It's early days and evidence is scarce. But the initial buzz around Surface Microsoft's answer to Apple's iPad is not the stuff tech legends are made of.
"Surface is a mess," said David Morgenstern, technology writer for online trade magazine ZDnet.com.
"For all the years that Microsoft has had to manage this transition, the Surface machines and OS don't have all the little bits and pieces nailed down and polished. It's all very first generation."
"Black Friday", the day after the US Thanksgiving holiday marking the start of the Christmas shopping season and often serves as a sales bonanza for the hottest new IT devices, has now come and gone. But so far the Surface appears to be sticking to store shelves, industry experts say.
Microsoft is not yet divulging sales data for its new product and analysts caution that it is still too early to say whether the software giant's big foray into touch-screen hardware is on the ropes.
But anecdotal information suggests that while consumers have shown some interest in the Surface, that "interest was not necessarily leading to sales", said Trip Chowdhry, analyst with Global Equities Research.

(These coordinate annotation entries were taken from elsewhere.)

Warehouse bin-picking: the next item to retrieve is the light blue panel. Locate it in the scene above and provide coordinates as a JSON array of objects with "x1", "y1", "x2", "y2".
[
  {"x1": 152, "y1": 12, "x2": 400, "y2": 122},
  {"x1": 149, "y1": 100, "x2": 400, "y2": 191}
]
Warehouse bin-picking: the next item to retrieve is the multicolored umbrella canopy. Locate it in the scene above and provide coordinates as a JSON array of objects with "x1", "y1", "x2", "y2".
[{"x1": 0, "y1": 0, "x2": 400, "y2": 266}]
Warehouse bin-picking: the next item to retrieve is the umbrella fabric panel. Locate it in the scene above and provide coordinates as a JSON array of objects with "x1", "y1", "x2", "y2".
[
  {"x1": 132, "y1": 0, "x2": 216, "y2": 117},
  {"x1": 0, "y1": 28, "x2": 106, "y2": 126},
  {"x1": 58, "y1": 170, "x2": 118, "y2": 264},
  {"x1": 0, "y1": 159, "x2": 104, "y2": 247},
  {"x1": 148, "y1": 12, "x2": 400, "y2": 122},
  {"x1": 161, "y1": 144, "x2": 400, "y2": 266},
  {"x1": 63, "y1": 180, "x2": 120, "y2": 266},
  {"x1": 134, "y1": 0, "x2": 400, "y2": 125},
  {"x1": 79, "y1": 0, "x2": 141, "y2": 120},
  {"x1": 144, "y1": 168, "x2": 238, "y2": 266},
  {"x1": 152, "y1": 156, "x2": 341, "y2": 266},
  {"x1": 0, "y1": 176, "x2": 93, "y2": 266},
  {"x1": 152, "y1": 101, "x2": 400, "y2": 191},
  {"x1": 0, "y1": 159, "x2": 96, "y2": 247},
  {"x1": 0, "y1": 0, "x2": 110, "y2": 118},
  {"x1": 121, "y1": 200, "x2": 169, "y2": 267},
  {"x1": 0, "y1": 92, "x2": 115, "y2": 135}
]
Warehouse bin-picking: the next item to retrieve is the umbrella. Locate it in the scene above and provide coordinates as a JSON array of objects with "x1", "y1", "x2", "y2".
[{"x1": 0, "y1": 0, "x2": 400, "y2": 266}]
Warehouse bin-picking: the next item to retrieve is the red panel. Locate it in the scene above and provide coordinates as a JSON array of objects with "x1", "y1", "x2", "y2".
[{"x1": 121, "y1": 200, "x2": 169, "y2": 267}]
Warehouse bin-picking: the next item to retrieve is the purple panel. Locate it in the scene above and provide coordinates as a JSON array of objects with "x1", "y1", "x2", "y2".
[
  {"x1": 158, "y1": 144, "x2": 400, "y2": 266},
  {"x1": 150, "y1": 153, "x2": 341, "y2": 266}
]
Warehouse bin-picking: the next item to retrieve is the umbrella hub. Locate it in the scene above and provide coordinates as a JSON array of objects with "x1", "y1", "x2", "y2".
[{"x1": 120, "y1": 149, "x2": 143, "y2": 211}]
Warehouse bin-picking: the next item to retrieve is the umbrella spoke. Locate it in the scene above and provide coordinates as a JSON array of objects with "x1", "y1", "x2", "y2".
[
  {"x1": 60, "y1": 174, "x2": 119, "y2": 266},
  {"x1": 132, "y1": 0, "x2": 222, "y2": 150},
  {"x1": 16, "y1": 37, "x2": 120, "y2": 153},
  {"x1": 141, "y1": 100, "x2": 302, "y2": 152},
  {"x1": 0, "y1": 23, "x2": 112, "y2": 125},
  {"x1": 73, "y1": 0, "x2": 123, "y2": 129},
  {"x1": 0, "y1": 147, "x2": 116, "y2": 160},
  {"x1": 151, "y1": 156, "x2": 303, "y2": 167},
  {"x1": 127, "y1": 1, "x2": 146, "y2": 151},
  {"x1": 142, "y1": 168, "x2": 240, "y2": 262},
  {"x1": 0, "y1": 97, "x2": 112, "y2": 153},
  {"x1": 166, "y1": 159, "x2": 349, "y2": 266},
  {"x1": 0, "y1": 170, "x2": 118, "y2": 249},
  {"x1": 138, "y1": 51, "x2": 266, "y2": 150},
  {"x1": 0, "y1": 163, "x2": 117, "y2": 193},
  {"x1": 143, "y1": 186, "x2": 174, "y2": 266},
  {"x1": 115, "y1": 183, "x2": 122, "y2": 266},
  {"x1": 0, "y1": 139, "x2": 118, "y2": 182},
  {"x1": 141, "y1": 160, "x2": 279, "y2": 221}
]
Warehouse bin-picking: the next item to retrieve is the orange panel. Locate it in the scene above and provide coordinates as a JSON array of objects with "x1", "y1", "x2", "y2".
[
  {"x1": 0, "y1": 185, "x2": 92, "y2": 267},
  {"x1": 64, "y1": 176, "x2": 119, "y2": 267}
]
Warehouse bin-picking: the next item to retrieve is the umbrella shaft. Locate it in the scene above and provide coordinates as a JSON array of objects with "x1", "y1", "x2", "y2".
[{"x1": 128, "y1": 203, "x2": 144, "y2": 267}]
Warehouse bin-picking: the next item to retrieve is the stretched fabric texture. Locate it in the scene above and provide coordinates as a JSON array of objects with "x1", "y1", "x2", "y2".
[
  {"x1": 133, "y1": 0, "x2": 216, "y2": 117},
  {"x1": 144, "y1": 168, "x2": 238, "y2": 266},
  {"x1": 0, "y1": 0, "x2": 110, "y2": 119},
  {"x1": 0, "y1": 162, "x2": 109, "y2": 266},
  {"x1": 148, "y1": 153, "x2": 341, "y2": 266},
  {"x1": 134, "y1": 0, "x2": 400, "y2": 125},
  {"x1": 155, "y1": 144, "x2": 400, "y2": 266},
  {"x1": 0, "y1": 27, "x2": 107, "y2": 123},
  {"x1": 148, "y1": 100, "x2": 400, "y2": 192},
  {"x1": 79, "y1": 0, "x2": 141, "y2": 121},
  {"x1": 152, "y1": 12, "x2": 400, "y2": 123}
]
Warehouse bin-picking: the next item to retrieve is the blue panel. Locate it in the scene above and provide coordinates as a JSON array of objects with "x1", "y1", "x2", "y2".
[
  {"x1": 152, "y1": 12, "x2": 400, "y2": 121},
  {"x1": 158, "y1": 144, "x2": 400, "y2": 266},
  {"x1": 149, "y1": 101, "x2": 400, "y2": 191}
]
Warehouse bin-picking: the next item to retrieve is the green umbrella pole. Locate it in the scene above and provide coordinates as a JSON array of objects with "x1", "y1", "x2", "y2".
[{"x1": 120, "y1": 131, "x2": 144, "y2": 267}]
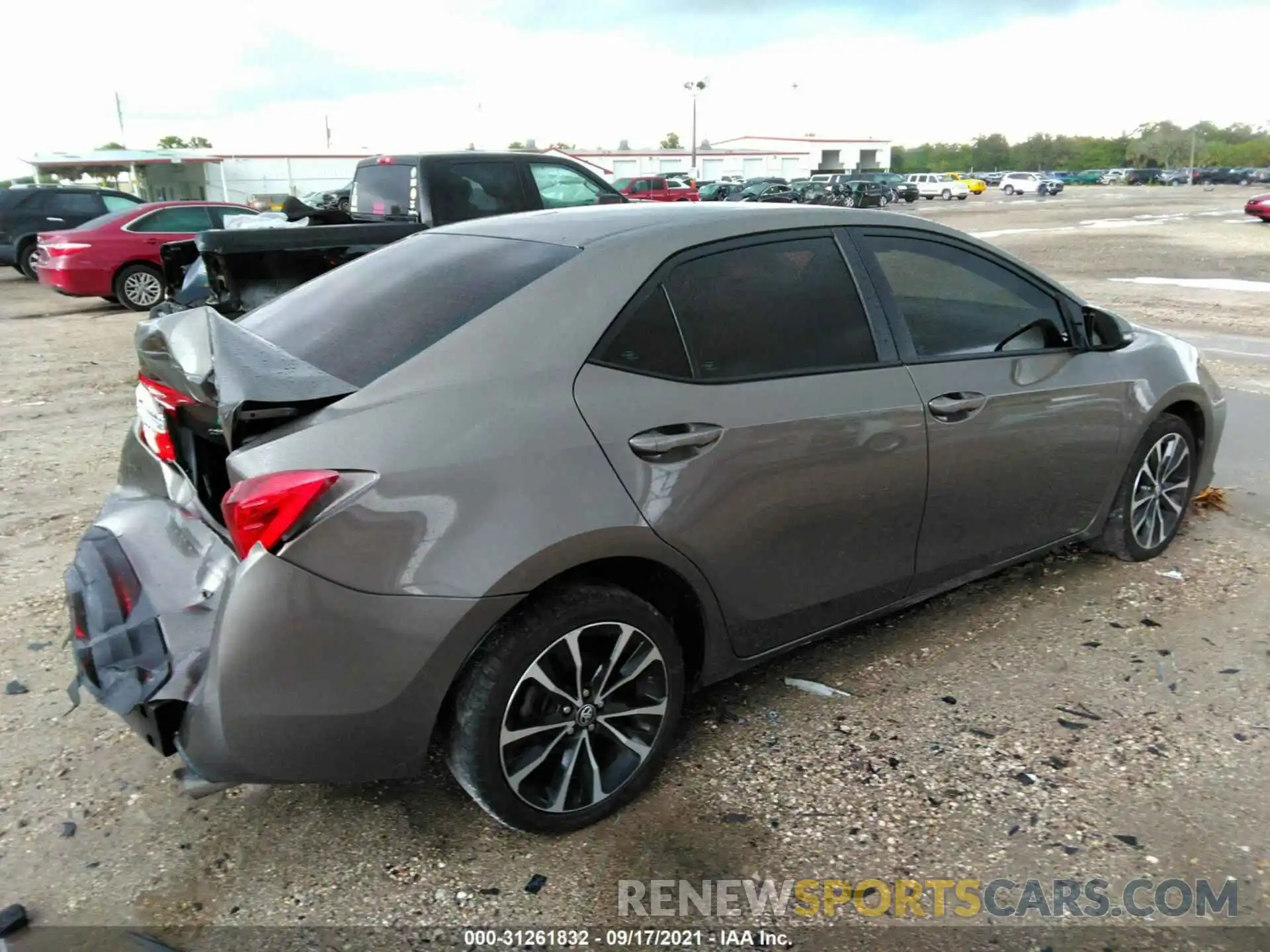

Microsoft CEO Steve Ballmer told a French newspaper that Surface sales were off to a "modest start", a choice of words followed quickly by a two percent drop in Microsoft shares and a swift damage control scramble by the company's public relations teams.
One bit of anecdotal evidence widely reported by US tech blogs was a report from researchers with the investment firm Piper Jaffray who monitored foot traffic - literally the numbers of people entering and exiting - at one Microsoft retail store in the sprawling Mall of America in the US state of Minnesota.
According to that report, there was 47 percent less customer traffic at the Microsoft store than at the Apple outlet situated directly across the hall.
Reviews of the Surface have been mixed so far. While critics praise the look and the design, they were less than thrilled about the software, functionality, and the retail price starting at $500.
Another gripe is the Window's app store that has only a fraction of the applications of rival Apple. Notably missing are applications for popular social networks Facebook and Twitter.
But the Redmond, Washington-based Microsoft is heavily invested in the Surface's success and launched an aggressive marketing campaign that reportedly cost more than $1 billion to generate positive, youthful mojo and prepare the ground for early sales.
And while Microsoft has resorted to pop-up stores, billboards, and splashy TV ads with big name US celebrities including actress Jessica Alba and singer Gwen Stefani, apparently even some of the firm's hired big guns still prefer Apple products.
For instance, media mogul Oprah Winfrey's endorsement of the Surface raised eyebrows when she tweeted her love for Microsoft's new tablet, from her iPad.
Still, tech experts point out that it has not yet been even one month since the Surface hit stores and say it is too early to discern the fate Microsoft's latest creation.
"Microsoft still has a huge market share advantage in desktops and laptops more than 93 percent. Yes, it's made mistakes in mobile computing and tablets. And perhaps again with its latest Windows release. But Microsoft isn't going anywhere and its problems may turn around," said Morgenstern in a blog post.